Gruff Rhys, le producteur, se matérialise à leurs côtés. Avec l'entrain bourru digne d'un patron d'entreprise qui roule cigare sur cigare, il les tape tous les deux dans le dos.

— Noel est le meilleur, affirme-t-il. Half The World Away ? Stop Crying Your Heart Out ? Des coups de maître, à mon avis. Sans parler de...

Son regard va d'Alex à Noel, la pupille pétillante, déjà très fier de ce qu'il s'apprête à ajouter. Alex se mord la lèvre inférieure, appréhensif. Il ne va pas le dire... si ? Même Noel paraît redouter ce qui va suivre, les veines de son cou se faisant saillantes.

Wonderwall ! complète Gruff.

Il lorgne le leader des High Flying Birds d'un œil admiratif, tel un collectionneur fier d'avoir acquis une pièce maîtresse, un joujou collector. Alex se force à sourire poliment, ravalant une réplique du style « Calm down, on sait tous que c'est Blur qui a dominé la britpop ». Quant à Noel, il s'éclipse dans la pièce d'enregistrement. Il n'est pas nécessaire de préciser que son visage n'est nullement taché d'une salive suspecte. C'est marrant, comme le courage d'Alex est bien plus hardi dans son imagination.

Assis sur le rebord d'un bureau, ses jambes se balancent dans le vide. Le studio dans lequel Miles enregistre son album a tout d'un professionnel : pas un fil ne s'emmêle sur le sol qui supporte réverbérations et mastodontes électroniques aux multiples boutons. On est bien loin de la misère pernicieuse de l'hôtel dans lequel le chanteur logeait.

Gruff fixe deux écrans d'ordinateur, les mains posées sur le dos des sièges qui font face à la table de mixage ; l'un est occupé par l'arrangeur, l'autre par l'ingénieur du son qui manipule les boutons du mélangeur.

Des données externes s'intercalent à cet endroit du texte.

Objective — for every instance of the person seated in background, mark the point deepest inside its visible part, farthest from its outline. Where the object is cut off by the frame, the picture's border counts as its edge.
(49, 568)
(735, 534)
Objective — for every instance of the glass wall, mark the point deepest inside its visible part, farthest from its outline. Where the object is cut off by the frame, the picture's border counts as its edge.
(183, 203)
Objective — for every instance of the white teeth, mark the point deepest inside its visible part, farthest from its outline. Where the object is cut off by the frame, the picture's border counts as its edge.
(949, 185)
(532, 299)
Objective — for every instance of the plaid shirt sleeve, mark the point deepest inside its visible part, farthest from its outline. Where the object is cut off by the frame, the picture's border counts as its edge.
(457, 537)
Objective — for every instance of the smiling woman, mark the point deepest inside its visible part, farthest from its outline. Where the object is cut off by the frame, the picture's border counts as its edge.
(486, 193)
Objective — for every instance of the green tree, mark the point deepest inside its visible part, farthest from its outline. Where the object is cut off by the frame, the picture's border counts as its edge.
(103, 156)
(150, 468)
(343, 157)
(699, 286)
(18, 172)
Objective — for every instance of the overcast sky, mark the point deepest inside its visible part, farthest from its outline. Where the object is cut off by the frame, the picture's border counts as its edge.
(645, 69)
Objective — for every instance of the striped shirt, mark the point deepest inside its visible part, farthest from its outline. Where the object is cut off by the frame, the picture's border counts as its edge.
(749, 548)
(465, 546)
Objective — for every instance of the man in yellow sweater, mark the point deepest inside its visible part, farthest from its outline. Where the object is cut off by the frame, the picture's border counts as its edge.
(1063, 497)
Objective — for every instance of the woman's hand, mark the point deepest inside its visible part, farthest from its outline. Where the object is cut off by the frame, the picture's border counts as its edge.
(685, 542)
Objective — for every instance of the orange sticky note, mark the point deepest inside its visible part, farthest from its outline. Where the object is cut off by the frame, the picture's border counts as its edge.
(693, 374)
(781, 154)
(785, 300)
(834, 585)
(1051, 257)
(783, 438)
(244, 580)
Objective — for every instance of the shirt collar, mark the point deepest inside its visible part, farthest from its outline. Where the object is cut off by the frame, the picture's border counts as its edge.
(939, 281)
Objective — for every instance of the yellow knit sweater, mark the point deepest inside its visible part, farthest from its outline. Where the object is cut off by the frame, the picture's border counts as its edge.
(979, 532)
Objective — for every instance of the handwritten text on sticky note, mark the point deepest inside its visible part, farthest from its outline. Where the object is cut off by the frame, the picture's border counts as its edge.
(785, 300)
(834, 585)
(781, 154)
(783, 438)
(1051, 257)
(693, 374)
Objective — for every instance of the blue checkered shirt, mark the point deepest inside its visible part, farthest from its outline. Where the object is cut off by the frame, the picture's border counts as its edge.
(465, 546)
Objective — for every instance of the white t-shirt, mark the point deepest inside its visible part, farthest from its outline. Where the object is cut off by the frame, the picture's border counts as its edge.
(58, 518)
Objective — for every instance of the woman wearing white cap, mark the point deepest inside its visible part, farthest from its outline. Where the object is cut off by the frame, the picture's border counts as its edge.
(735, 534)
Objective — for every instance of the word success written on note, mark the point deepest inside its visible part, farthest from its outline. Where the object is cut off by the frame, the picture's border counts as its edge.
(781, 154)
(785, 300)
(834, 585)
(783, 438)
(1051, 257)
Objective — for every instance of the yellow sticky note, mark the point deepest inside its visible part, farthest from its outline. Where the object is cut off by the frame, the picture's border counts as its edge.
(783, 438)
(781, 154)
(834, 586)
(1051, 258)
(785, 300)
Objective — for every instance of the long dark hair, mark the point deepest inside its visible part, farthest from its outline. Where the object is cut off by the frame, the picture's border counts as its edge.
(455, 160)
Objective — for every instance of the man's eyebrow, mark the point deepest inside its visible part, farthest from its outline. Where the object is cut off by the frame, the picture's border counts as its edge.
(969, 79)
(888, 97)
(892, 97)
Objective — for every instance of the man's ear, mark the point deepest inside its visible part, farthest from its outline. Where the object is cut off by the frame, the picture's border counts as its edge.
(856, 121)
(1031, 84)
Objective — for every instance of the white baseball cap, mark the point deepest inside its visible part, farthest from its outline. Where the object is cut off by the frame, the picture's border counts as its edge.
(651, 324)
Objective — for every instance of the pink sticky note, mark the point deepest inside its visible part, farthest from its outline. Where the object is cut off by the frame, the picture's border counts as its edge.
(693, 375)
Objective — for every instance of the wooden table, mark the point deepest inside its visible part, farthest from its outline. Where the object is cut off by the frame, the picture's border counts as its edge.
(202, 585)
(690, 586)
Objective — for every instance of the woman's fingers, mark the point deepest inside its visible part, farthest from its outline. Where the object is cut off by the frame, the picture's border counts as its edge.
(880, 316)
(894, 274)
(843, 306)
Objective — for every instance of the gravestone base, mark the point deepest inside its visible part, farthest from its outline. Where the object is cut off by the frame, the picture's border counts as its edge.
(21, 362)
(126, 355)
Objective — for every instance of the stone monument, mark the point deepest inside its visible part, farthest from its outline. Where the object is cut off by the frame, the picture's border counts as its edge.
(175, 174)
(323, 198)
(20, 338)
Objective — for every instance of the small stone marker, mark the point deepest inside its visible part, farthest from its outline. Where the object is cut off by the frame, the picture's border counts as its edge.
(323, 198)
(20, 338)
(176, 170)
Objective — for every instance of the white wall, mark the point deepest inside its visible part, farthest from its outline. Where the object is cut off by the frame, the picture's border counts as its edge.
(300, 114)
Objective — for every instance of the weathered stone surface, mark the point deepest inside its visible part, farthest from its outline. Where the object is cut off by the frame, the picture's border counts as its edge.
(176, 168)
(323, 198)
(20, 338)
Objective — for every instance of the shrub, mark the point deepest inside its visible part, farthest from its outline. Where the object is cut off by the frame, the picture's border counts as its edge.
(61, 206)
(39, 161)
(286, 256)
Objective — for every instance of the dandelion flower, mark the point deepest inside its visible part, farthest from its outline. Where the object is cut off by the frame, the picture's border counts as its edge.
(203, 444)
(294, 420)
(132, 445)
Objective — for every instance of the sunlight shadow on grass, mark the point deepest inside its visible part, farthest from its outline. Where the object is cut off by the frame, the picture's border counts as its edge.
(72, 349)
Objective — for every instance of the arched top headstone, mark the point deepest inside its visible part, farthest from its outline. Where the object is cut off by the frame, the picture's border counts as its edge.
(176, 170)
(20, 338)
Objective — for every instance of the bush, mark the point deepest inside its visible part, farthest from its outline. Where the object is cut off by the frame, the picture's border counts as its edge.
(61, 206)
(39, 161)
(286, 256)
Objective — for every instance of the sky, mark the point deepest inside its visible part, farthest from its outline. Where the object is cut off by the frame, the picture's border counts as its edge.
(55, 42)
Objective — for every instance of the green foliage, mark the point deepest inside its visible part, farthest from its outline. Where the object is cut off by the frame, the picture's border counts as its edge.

Alex ne sait plus où donner de la tête, avec tous ces machins sonores.

De l'autre côté du double vitrage en plexiglas, Miles badine avec le plus âgé des Gallagher. Il était revenu à la maison le matin suivant sa dispute avec Alex. Fidèle à lui-même, accoudé au bar, sa barbe mal rasée et humectée d'Earl Grey, et le sourcil ronchon bien que le sourire qu'il lui a adressé s'est fait plus tendre. Il n'a pas révélé où il avait dormi. Un non-dit de plus. Peu importe. Un signe de tête échangé pour se faire pardonner, et ils avaient repris l'écriture de l'album. En fin de compte, Miles est comme Alex, il ne reste pas longtemps énervé. Et comme la musique, qui, plus qu'adoucir les mœurs, chasse le désodorisant des toilettes, deux souliers mal ficelés et le bruit blanc d'un téléviseur, leur ressentiment avait été balayé. Jusqu'à la prochaine fois.